Pour commencer, restons objectif et rationnel, autant qu'on peut...
a/ Déjà, cette séparation en 3 familles selon l'action sur fonctions psychobiologiques (accélérateurs, ralentisseurs, et modificateurs), me semble une pure abstraction, une simplification outrancière, mal fondée cliniquement. Je parle ici de "clinique psychique", celle qui s'appuie sur le vécu des personnes. Et en matière de psychothérapie, c'est la seule boussole dont nous disposons.
Ces 3 familles peuvent éventuellement décrire des catégories d'effets psychotropes, mais certainement pas être rattachées formellement à des substances précises.

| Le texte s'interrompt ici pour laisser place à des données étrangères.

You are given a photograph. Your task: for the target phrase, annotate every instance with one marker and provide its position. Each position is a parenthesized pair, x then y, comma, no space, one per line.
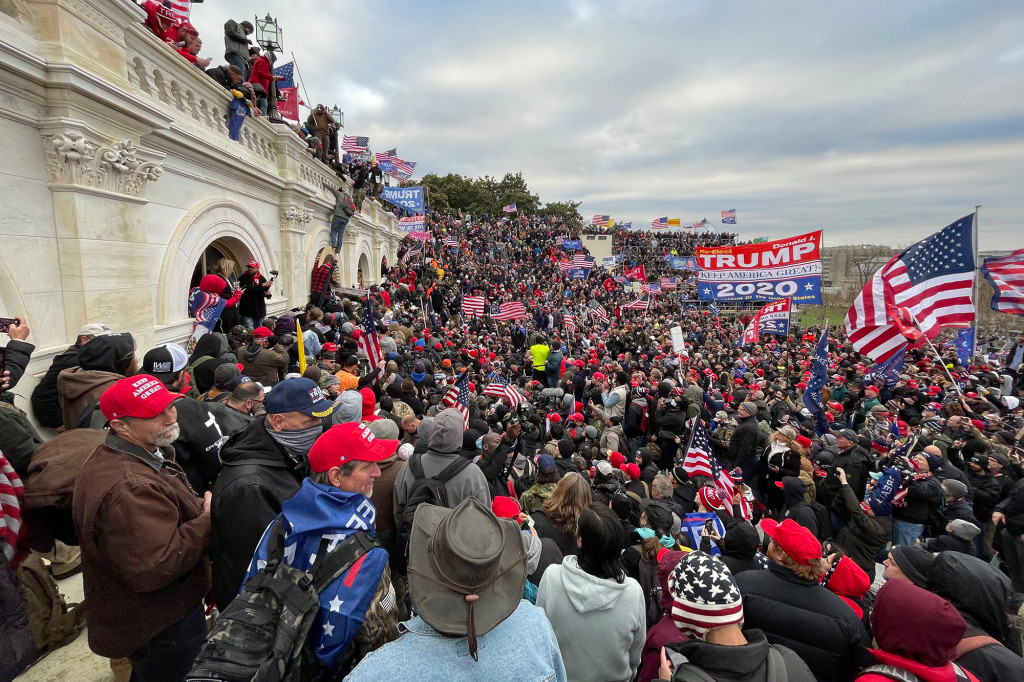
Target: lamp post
(268,34)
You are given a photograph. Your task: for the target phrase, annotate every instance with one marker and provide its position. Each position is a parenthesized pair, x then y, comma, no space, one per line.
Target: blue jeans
(906,534)
(338,224)
(169,655)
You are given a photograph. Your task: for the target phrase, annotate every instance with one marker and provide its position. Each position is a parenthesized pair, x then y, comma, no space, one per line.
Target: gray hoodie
(444,445)
(600,624)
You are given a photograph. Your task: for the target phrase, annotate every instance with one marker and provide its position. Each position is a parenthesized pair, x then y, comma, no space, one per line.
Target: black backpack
(430,491)
(261,636)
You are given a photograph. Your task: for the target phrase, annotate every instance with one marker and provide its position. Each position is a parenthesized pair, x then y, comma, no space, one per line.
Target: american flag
(354,144)
(639,304)
(472,305)
(569,322)
(579,261)
(458,396)
(370,341)
(288,72)
(181,9)
(1006,273)
(700,461)
(933,281)
(506,311)
(500,387)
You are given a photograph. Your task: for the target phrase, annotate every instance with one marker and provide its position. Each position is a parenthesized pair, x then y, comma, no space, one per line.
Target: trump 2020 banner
(765,271)
(410,199)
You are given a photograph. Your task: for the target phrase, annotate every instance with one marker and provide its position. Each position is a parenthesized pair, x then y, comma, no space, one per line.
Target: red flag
(290,108)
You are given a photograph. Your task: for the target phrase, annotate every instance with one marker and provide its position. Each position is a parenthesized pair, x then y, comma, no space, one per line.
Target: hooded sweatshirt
(102,361)
(600,624)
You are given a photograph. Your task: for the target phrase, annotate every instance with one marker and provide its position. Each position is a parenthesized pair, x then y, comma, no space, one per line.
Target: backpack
(261,636)
(53,623)
(823,518)
(430,491)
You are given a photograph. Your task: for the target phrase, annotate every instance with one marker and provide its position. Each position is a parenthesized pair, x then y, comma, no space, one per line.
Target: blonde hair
(570,497)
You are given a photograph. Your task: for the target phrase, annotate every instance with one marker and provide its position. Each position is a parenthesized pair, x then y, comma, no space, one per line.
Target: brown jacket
(144,540)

Certes, ça peut être pratique de parler de stimulants/accélérateurs et de sédatifs/ralentisseurs pour rassembler des produits différents dans un même groupe afin de mettre de l'ordre dans son armoire à pharmacie ou d'organiser les discussions en différents sous-forums. Mais à mon avis, quand il s'agit de clinique et de thérapie, on devrait parler substance par substance, pour rester rigoureux et éviter les généralisations trompeuses. Ca parait évident quand on parle dosage, pourquoi serait-ce différent lorsqu'on parle effets des produits ?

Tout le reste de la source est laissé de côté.